Conflict Serializability: If a non-serial schedule can be transformed into a serial one by swapping non-conflicting operations, it is conflict serializable.
- Two operations conflict if they belong to different transactions, act on the same data item, and one of them is a write.
View Serializability: If a schedule preserves the read and write dependencies of transactions in the same way as a serial schedule, it is view serializable.

Importance: Serializability ensures isolation in ACID properties, maintaining the logical correctness of concurrent transactions.

Locking and Timestamp-based Schedulers

(a) Lock-based Schedulers

These control access to data items using locks:

Shared Lock (S): For read operations; multiple transactions can share it.
Exclusive Lock (X): For write operations; no other lock is allowed.

Common Locking Protocols:

Two-Phase Locking (2PL):
- Growing phase: Transaction acquires locks.
- Shrinking phase: Once a lock is released, no new lock can be acquired.
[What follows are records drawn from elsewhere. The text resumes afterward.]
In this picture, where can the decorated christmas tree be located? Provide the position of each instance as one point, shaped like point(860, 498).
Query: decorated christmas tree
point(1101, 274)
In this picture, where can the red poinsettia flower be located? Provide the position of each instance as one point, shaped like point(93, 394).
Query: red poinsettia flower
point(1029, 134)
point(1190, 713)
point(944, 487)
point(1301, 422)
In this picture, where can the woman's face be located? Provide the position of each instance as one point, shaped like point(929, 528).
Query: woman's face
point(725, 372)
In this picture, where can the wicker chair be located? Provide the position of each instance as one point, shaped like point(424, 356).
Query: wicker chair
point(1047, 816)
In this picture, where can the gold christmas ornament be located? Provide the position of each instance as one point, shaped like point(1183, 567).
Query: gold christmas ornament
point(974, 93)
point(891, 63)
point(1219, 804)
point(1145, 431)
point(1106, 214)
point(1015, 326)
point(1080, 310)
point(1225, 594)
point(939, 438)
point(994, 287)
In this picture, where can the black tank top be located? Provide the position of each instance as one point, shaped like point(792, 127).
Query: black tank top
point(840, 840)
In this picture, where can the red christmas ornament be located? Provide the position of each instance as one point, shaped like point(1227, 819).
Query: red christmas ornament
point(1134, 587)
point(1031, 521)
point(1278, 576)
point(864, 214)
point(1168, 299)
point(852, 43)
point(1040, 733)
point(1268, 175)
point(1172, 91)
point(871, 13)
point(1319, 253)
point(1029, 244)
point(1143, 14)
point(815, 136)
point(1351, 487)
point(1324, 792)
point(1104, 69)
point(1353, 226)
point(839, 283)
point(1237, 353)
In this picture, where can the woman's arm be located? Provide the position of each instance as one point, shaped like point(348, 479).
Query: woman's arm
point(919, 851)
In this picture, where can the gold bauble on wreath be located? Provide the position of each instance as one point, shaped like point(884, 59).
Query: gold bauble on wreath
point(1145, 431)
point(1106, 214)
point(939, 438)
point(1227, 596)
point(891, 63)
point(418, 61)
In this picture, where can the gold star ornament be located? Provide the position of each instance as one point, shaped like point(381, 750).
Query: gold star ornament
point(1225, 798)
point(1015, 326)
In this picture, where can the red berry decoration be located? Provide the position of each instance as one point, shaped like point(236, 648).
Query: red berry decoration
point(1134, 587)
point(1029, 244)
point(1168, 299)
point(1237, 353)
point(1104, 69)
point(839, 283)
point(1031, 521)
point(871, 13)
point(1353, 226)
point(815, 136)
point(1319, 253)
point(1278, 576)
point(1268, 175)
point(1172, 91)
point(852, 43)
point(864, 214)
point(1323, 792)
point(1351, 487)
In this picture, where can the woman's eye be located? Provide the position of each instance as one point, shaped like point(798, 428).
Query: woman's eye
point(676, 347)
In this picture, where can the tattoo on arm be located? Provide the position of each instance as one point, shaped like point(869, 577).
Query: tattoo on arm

Ensures conflict serializability but may cause deadlocks.
Strict 2PL: Locks are released only after commit or abort, preventing cascading rollbacks.

(b) Timestamp-based Schedulers

Each transaction is assigned a unique timestamp when it starts.

Each data item maintains Read_TS(X) and Write_TS(X).
A transaction’s operations are executed in timestamp order.

Rules:

If a transaction tries to read a value written by a later transaction, it is rolled back (to maintain order).
If a transaction tries to write after a later read/write, it is rolled back.

Advantages:

Deadlock-free.
Ensures serializability based on timestamps.

Database Recovery

Definition: Database recovery is the process of restoring the database to a consistent state after a failure. Failures can be due to system crash, transaction error, or disk damage.

Types of Failures:

Transaction Failure – Logical or input errors within a transaction.
System Crash – Power failure or OS crash.
Disk Failure – Physical damage to storage media.

Recovery Techniques:

1. Shadow Copy Scheme:

A db-pointer points to the current database copy.
Before updating, a new copy (shadow copy) is created.
If the transaction succeeds, the db-pointer is updated to the new copy.
If it fails, the new copy is discarded.
Ensures Atomicity and Durability, but is inefficient for large databases.

2. Log-based Recovery:

Every transaction operation is logged before execution in stable storage.
Each log record contains transaction ID, data item, old value, and new value.

Types:

Deferred Update (Deferred DB Modification): All updates are recorded in the log first and written to the database only after a transaction commits.
Immediate Update (Immediate DB Modification): Updates occur as the transaction executes, but old values are logged to support undo if failure occurs.

Recovery Actions:

Situation	Action
Transaction fails before commit	UNDO using old values in the log.
System crashes after commit	REDO using new values in the log.

These mechanisms ensure the Atomicity and Durability components of the ACID properties.